ComptoxAI Databases¶
ComptoxAI relies mainly on two databases:
A graph database, implemented in Memgraph
A feature database, implemented in MongoDB
Briefly, the graph database is designed to show the relationships between entities that are relevant to ComptoxAI, comprising a large, complex network structure. The feature database contains quantitative data tied to the entities that make up the graph database. We separate these into two databases largely for performance reasons - graph databases aren’t especially good at storing large quantities of numerical data for each entity, while relational and NoSQL databases (like MongoDB) don’t provide easy interaction with complex network structures.
The comptox_ai.db.GraphDB class aims to
make interacting with the two relatively painless. For example, you can extract
a graph from the graph database, and in a single command, fetch the feature
data corresponding to the entities in that graph.
Graph database software is changing constantly. We’re more than willing to consider migrating to a single database solution when a good option is available. If you think you know of a good alternative, let us know on GitHub.
- class comptox_ai.db.GraphDB(config_file=None, verbose=False, username=None, password=None, hostname=None)¶
A Neo4j graph database containing ComptoxAI graph data.
- Parameters:
- config_filestr, default None
Relative path to a config file containing a “NEO4J” block, as described below. If None, ComptoxAI will look in the ComptoxAI root directory for either a “CONFIG.cfg” file or “CONFIG-default.cfg”, in that order. If no config file can be found in any of those locations, an exception will be raised.
- verbose: bool, default True
Sets verbosity to on or off. If True, status information will be returned to the user occasionally.
Methods
build_graph_cypher_projection(graph_name, ...)Create a new graph in the Neo4j Graph Catalog via a Cypher projection.
build_graph_native_projection(graph_name, ...)Create a new graph in the Neo4j Graph Catalog via a native projection.
Delete all graphs currently stored in the GDS graph catalog.
drop_existing_graph(graph_name)Delete a single graph from the GDS graph catalog by graph name.
export_graph(graph_name[, to])Export a graph stored in the GDS graph catalog to a set of CSV files.
fetch(field, operator, value[, what, ...])Create and execute a query to retrieve nodes, edges, or both.
fetch_chemical_list(list_name)Fetch all chemicals that are members of a chemical list.
fetch_node_type(node_label)Fetch an entire class of nodes from the Neo4j graph database.
fetch_nodes(node_type, property, values)Fetch nodes by node property value.

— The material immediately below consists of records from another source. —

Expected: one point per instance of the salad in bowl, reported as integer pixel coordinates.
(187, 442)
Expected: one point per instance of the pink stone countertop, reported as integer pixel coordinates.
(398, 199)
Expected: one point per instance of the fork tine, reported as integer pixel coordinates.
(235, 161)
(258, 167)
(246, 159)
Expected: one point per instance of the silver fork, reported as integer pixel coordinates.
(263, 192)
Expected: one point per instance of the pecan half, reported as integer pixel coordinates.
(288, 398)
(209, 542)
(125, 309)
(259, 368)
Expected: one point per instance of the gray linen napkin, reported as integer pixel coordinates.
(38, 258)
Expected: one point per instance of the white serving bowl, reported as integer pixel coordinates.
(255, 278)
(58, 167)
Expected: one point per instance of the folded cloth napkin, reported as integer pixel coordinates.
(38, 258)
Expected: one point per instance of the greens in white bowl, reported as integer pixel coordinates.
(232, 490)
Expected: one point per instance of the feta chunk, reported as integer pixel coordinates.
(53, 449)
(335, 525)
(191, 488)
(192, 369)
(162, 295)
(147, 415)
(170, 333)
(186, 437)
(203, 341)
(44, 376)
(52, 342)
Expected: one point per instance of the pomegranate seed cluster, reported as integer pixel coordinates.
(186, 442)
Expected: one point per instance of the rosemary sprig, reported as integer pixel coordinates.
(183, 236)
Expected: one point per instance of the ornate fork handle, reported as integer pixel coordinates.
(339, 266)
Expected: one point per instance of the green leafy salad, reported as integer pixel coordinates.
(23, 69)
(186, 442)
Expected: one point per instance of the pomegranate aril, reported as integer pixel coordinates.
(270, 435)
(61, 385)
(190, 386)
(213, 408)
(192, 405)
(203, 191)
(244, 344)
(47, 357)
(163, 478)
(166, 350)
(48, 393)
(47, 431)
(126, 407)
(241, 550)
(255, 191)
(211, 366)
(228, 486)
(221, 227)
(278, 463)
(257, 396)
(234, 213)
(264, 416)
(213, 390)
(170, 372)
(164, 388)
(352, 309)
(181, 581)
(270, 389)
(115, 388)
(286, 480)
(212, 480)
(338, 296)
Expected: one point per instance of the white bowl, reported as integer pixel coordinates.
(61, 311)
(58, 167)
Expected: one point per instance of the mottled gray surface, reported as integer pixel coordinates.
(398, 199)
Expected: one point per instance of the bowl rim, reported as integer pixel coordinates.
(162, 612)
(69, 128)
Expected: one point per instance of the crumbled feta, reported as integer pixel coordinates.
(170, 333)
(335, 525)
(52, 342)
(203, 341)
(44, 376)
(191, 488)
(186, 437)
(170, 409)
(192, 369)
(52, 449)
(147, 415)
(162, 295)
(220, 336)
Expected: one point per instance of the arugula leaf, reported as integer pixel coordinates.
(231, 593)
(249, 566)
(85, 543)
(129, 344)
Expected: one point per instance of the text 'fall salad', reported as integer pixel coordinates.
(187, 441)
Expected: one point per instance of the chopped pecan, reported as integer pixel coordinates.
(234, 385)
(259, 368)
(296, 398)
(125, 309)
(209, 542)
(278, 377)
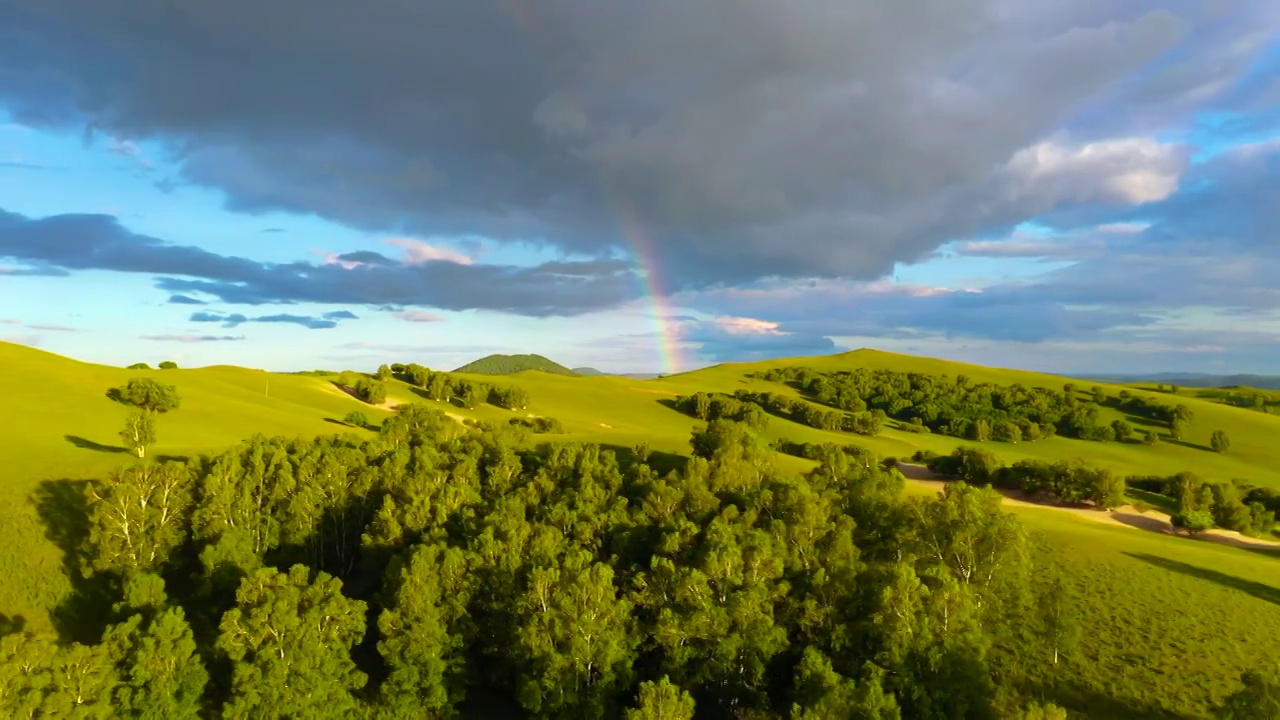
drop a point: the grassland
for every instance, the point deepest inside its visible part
(1170, 623)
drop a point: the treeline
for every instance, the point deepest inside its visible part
(401, 574)
(754, 409)
(1201, 505)
(1064, 481)
(446, 387)
(1198, 505)
(979, 411)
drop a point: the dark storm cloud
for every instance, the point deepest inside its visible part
(238, 319)
(816, 137)
(99, 242)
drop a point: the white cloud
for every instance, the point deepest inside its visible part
(417, 253)
(746, 326)
(1129, 169)
(419, 317)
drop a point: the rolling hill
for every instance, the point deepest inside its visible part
(1170, 621)
(508, 364)
(1193, 379)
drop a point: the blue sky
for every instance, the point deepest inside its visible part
(1069, 187)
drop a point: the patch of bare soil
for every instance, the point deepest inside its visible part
(1125, 515)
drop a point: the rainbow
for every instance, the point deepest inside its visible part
(645, 256)
(638, 240)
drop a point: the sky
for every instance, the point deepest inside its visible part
(1072, 186)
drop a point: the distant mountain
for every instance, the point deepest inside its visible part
(508, 364)
(629, 376)
(1194, 379)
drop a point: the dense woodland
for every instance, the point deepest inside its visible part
(401, 574)
(433, 569)
(960, 408)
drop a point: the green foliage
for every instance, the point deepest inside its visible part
(370, 391)
(662, 701)
(289, 641)
(508, 397)
(161, 674)
(137, 518)
(138, 433)
(745, 529)
(508, 364)
(147, 395)
(542, 425)
(1194, 522)
(1220, 442)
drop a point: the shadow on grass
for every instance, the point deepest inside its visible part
(83, 443)
(1249, 587)
(1091, 702)
(63, 510)
(12, 624)
(662, 463)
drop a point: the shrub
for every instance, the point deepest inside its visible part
(370, 391)
(1194, 522)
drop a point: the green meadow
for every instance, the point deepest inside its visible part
(1169, 621)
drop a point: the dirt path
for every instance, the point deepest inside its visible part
(1127, 516)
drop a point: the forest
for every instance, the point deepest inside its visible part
(405, 574)
(432, 568)
(862, 400)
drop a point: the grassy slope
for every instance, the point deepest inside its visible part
(508, 364)
(65, 428)
(1170, 620)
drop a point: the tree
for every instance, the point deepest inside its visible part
(574, 641)
(718, 436)
(147, 395)
(1194, 522)
(472, 395)
(1057, 614)
(138, 433)
(370, 391)
(1123, 431)
(1220, 442)
(1109, 490)
(424, 633)
(137, 518)
(289, 642)
(161, 674)
(662, 701)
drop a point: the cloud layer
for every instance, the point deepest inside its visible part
(808, 139)
(83, 242)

fetch_relationships(relationship_type, ...)Fetch edges (relationships) from the Neo4j graph database.
find_node([name, properties])Find a single node either by name or by property filter(s).
find_nodes([properties, node_types])Find multiple nodes by node properties and/or labels.
Find relationships by subject/object nodes and/or relationship type.
Fetch statistics for the connected graph database.
Examine the graph and construct a metagraph, which describes all of the node types and relationship types in the overall graph database.
Fetch a list of projected subgraphs stored in the GDS graph catalog.
run_cypher(qry_str[, verbose])Execute a Cypher query on the Neo4j graph database.
stream_named_graph(graph_name)Stream a named GDS graph into Python for further processing.
- build_graph_cypher_projection(graph_name, node_query, relationship_query, config_dict=None)¶
Create a new graph in the Neo4j Graph Catalog via a Cypher projection.
Examples
>>> g = GraphDB() >>> g.build_graph_cypher_projection(...) >>>
- build_graph_native_projection(graph_name, node_types, relationship_types='all', config_dict=None)¶
Create a new graph in the Neo4j Graph Catalog via a native projection.
- Parameters:
- graph_namestr
A (string) name for identifying the new graph. If a graph already exists with this name, a ValueError will be raised.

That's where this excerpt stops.